Against the B&W DM602
The occasional comments above comparing the C-2 with the Energy Veritas v2.8 are (hopefully) interesting, but where does the C-2 stand in comparison with something nearer to it in price and size. To determine this, I compared it with the B&W DM602 (reviewed by Steven Stone in the Fall 1996 issue—Vol.2 No.3—of the Stereophile Guide to Home Theater). In almost every particular I preferred the Energy. Its top end was sweeter, yet even more pristinely detailed, its bass went noticeably deeper, its midbass and midrange had more natural warmth.
Much of this, of course, is dependent on the setup and the room; the position used for the pair of B&Ws was identical to that used for the C-2s. While it is possible that a nearer wall position would better suit the ‘602s, by warming up the sound to better balance their too-crisp top, the playing field was level. (The lean sound of the B&Ws in my room surprised me, since JA’s measurements on the ‘602s indicate a somewhat elevated midbass response.) On the other hand, the B&W is considerably more sensitive than the C-2 and $150/pair cheaper. The DM602 performed well, but did not, for me, transcend its price. The Energy C-2 did.
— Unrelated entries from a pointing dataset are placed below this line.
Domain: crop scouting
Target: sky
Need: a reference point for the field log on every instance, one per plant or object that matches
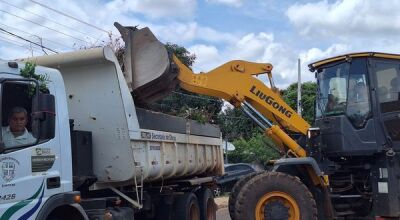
(269, 31)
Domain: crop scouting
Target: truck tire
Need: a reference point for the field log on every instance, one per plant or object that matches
(208, 208)
(275, 195)
(186, 207)
(235, 191)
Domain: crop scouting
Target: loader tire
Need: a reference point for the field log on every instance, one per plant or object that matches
(235, 191)
(275, 196)
(208, 208)
(186, 207)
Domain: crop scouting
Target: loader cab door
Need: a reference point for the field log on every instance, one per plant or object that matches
(387, 81)
(344, 108)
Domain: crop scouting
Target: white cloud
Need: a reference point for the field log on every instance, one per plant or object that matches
(186, 32)
(342, 19)
(254, 47)
(157, 8)
(206, 56)
(232, 3)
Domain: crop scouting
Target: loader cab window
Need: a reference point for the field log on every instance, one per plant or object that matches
(388, 80)
(358, 108)
(332, 92)
(344, 90)
(387, 75)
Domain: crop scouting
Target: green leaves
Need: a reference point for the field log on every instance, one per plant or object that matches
(29, 72)
(257, 150)
(308, 95)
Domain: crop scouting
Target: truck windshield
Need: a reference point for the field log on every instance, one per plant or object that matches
(332, 85)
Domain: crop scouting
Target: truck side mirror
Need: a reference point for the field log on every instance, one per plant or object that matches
(43, 116)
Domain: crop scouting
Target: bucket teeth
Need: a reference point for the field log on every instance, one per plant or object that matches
(148, 67)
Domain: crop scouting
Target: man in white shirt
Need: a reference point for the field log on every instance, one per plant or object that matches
(16, 134)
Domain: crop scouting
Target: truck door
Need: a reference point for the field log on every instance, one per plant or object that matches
(27, 152)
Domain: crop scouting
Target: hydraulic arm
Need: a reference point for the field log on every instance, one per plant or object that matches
(152, 72)
(235, 82)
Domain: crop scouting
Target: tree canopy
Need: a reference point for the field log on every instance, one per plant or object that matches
(308, 94)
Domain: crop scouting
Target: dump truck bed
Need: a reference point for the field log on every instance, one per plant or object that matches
(131, 143)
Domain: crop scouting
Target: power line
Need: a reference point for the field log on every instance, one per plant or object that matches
(44, 26)
(18, 44)
(65, 26)
(17, 36)
(55, 42)
(69, 16)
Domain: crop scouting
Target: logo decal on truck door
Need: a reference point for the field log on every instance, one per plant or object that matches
(8, 168)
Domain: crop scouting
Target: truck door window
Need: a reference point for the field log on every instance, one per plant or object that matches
(16, 109)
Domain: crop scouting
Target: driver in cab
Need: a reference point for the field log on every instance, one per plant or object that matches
(16, 134)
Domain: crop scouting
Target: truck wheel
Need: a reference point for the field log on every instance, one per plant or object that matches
(208, 208)
(235, 191)
(275, 195)
(186, 207)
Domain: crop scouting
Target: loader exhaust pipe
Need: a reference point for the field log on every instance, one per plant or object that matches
(148, 67)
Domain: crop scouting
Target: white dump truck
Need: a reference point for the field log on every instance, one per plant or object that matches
(93, 154)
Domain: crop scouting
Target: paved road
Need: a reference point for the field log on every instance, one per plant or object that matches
(223, 214)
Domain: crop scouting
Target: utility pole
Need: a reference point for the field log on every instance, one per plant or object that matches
(299, 88)
(226, 151)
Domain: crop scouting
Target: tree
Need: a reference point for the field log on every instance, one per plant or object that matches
(235, 125)
(308, 95)
(258, 149)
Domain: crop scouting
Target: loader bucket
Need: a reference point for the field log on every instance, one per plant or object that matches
(148, 67)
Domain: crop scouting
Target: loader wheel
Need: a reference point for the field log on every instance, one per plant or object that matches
(186, 207)
(208, 208)
(275, 196)
(235, 191)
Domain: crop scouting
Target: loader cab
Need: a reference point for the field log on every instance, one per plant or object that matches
(358, 105)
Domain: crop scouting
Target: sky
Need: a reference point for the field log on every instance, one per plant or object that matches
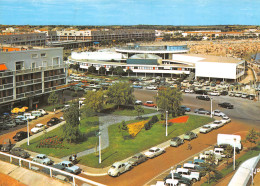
(129, 12)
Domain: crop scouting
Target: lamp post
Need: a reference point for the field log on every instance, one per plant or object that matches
(166, 132)
(234, 160)
(28, 134)
(211, 115)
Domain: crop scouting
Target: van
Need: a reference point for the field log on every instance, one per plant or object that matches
(36, 113)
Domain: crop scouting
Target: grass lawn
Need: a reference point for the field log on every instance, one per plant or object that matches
(224, 172)
(120, 149)
(89, 141)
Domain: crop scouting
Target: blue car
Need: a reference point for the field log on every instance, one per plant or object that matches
(187, 109)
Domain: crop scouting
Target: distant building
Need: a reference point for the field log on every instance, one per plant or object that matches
(31, 39)
(28, 75)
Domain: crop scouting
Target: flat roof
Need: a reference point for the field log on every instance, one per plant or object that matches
(206, 58)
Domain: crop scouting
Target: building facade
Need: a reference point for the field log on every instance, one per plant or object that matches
(27, 76)
(31, 39)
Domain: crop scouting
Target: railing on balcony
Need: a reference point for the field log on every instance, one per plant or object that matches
(26, 71)
(6, 86)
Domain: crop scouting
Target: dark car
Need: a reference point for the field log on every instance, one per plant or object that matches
(17, 151)
(179, 177)
(19, 121)
(57, 166)
(202, 111)
(20, 136)
(53, 121)
(176, 141)
(203, 97)
(226, 105)
(137, 159)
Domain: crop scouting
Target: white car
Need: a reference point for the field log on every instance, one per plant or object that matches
(214, 93)
(153, 152)
(151, 88)
(118, 168)
(225, 119)
(205, 129)
(218, 113)
(29, 116)
(38, 128)
(188, 91)
(216, 124)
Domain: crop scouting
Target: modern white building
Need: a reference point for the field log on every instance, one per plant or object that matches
(165, 61)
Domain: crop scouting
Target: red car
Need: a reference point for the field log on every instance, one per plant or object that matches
(149, 104)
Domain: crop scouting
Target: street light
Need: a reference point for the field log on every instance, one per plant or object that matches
(28, 134)
(211, 107)
(234, 160)
(166, 134)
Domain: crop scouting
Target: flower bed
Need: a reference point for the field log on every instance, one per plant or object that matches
(51, 142)
(182, 119)
(135, 128)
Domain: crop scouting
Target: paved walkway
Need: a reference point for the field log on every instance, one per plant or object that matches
(105, 120)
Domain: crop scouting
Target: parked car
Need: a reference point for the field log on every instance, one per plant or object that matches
(202, 111)
(205, 129)
(38, 128)
(238, 94)
(10, 124)
(151, 88)
(118, 168)
(218, 113)
(37, 114)
(43, 159)
(216, 124)
(53, 121)
(154, 151)
(18, 151)
(6, 146)
(203, 97)
(225, 119)
(19, 121)
(43, 111)
(29, 116)
(149, 104)
(187, 109)
(189, 136)
(138, 102)
(20, 136)
(69, 165)
(226, 105)
(137, 159)
(176, 141)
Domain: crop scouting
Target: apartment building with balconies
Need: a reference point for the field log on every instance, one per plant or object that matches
(28, 76)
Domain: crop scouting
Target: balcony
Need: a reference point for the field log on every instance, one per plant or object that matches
(6, 86)
(51, 78)
(28, 82)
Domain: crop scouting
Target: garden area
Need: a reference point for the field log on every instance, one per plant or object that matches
(123, 144)
(52, 144)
Description: Two-way, reflex-loaded, stand-mounted loudspeaker. Drive-units: 1″ aluminum-dome tweeter, 6.5″ woofer with injection-molded, aluminum/polypropylene cone. Crossover frequency: 1.8kHz. Frequency response: 40Hz–25kHz ±3dB. Sensitivity: 88dB/W/m, anechoic. Nominal impedance: 8 ohms (4.5 ohms, minimum). Recommended amplifier power: 30–130Wpc.
Dimensions: 17.75″ H by 9.7″ W by 9.75″ D. Weight: 38 lbs/pair.
Serial numbers of units reviewed: 005866/7, 009248/9.